Kısacası film seyirciye, tacize uğramış bir kadını merkeze alarak, suç ve adalet karşıtlığı üzerinden iki kutuplu bir davranış kalıbının sırrını çözdürmeyi hedefliyor. Örneğin taksi sahnesinde, yanında oturan kadın tarafından tacizci imasıyla karşılaşan Emad her şeye rağmen imada bulunan kadına affedici bir yerden yaklaşabiliyor. Taciz imasında bulunan kadının betimlenmesine bakarsak bu, geleneksel kıyafetleriyle bir İran’lıyı işaret ediyor. Öte yandan Emad’ın karısına saldıran kişinin de geleneksel bir tip olduğunu görüyoruz. Azılı bir suçlu tipi yok adamda. Hatta yaptığı fenalığın pişmanlığı beden dilinden net bir şekilde okuyabiliyoruz adamın. Sıradan bir İranlı olarak ailesinin işleriyle uğraşan, karısı ve kızı tarafından sevilen yaşlı ve hatta dindar biri olduğunu anlıyoruz. Tacizcinin özellikle yaşlı ve geleneksel bir tip arasından seçilmesi kötü ile iyi arasında mutlak bir ayrım olamayacağının gösterilmesi açısından vurucu olduğunu belirtmek gerekiyor. Fakat diğer yandan bağışlayıcılığın her iki olayda da batılı tiplemelerden gelmesi manidardır. Emad taciz imasıyla haksız yere suçlanmasına rağmen suçlayıcı kadını anlayışla karşılayıp bağışlayıcı olabiliyor. Emad’ın karısı Rana da yaşadığı travmaya rağmen tacizcisini affedebiliyor. Biri sırf bacağı bacağına değdi diye yanındaki kişiye tacizci imasında bulunurken diğeri maruz kaldığı şiddet ve tecavüzü intikam duygusuna kapılmadan unutmak istiyor.

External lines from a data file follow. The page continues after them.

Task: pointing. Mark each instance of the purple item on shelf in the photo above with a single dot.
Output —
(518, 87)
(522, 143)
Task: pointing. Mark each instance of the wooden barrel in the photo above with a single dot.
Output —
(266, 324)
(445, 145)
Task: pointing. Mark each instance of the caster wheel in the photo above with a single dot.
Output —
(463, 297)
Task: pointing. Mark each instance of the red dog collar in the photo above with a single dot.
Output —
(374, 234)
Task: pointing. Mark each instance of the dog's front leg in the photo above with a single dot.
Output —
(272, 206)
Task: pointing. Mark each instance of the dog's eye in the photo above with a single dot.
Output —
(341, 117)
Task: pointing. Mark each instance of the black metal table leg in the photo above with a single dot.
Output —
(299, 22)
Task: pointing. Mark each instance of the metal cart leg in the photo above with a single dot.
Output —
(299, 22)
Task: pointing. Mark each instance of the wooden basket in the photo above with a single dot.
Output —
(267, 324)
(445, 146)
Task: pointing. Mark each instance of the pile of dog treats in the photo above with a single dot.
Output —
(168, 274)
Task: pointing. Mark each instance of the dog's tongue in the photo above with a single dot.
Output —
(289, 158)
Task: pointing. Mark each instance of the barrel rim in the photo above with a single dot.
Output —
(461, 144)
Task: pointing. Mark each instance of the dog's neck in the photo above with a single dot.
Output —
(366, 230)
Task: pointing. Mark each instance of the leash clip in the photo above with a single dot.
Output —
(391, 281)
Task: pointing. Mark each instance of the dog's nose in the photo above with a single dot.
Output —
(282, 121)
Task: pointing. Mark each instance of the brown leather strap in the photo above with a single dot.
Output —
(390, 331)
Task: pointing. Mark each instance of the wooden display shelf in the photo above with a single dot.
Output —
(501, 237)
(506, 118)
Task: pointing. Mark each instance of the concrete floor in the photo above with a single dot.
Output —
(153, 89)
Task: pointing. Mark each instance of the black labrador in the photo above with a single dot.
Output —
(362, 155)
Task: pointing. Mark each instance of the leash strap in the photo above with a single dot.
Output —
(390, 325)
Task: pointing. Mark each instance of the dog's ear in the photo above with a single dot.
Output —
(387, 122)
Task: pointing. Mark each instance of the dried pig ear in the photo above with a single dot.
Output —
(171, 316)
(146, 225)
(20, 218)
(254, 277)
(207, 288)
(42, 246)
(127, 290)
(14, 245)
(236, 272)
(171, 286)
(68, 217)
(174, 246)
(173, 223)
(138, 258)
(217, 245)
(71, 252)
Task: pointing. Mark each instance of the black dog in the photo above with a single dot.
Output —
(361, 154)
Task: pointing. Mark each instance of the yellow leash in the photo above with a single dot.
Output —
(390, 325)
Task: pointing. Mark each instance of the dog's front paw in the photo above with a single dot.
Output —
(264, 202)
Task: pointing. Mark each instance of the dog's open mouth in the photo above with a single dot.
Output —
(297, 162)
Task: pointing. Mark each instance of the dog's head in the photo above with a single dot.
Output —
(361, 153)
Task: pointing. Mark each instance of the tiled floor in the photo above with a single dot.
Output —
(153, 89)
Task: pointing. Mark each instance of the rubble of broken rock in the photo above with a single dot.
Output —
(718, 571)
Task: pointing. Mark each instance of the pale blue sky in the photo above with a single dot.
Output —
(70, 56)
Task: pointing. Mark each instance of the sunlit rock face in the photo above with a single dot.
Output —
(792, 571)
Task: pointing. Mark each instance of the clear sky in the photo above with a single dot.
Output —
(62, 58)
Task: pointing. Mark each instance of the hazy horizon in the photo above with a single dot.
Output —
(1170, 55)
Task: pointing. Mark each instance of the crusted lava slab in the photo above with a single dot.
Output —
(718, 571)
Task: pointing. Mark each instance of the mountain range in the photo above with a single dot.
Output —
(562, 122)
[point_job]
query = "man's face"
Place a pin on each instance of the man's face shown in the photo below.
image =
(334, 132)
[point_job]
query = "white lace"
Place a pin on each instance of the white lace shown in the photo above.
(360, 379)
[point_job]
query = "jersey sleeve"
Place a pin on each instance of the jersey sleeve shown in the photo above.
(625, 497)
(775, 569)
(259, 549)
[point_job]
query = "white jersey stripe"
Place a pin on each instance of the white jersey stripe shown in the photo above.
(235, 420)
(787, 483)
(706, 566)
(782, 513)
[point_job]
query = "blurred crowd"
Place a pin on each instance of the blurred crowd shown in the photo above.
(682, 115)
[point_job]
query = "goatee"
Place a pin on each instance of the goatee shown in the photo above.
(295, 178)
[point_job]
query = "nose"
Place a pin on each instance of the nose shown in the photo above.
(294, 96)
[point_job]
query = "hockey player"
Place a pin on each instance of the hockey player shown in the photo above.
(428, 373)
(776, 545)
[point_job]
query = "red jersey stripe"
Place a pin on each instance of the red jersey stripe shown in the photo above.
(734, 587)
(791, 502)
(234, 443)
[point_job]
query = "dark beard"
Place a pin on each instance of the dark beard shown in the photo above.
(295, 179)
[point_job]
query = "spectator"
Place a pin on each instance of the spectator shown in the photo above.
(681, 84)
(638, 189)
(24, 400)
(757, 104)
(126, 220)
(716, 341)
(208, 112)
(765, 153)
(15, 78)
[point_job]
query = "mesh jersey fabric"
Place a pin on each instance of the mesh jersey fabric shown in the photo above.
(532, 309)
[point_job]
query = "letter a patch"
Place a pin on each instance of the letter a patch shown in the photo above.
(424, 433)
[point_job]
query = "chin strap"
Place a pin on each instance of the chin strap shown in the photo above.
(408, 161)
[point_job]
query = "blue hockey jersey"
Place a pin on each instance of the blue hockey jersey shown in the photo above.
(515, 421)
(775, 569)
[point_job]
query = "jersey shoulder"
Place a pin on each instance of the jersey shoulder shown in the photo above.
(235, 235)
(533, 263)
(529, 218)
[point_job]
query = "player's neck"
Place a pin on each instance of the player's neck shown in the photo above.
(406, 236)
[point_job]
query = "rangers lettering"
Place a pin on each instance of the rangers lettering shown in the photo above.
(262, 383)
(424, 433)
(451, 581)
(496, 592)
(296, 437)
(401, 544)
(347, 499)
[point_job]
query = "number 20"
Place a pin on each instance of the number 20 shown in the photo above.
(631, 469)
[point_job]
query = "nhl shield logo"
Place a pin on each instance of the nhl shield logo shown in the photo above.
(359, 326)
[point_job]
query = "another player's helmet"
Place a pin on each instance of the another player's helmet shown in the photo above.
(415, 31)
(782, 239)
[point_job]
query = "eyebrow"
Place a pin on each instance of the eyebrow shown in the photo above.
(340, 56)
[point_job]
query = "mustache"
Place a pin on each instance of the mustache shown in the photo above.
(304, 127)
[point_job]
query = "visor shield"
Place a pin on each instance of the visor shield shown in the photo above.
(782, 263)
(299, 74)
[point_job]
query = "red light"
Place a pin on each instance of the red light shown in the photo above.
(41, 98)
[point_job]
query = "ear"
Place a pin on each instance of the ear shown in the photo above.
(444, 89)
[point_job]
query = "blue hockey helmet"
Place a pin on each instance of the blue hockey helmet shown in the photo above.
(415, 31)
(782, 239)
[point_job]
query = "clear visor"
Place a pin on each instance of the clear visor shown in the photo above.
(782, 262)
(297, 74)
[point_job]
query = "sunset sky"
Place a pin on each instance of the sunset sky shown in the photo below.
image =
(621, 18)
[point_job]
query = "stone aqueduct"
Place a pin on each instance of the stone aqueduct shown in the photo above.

Suç ve suçlunun çıkarıldığı sosyolojik katman doğrudan İran’ın ortalama sosyal yapısına işaret ediyor. Affedicilik, bağışlayıcılık, adalet ve merhamet kavramları ise Batılı normlarla hayatını şekillendirenlerin uhdesinde varlıklarını devam ettiriyor. Bu gösterenler üzerinden gidince Farhadi’nin kendi ülkesine şık bir gol attığını görüyoruz. Bu gol karşısında Oscar’ın kayıtsız kalmasını ummak fazlasıyla safdillik değil de nedir?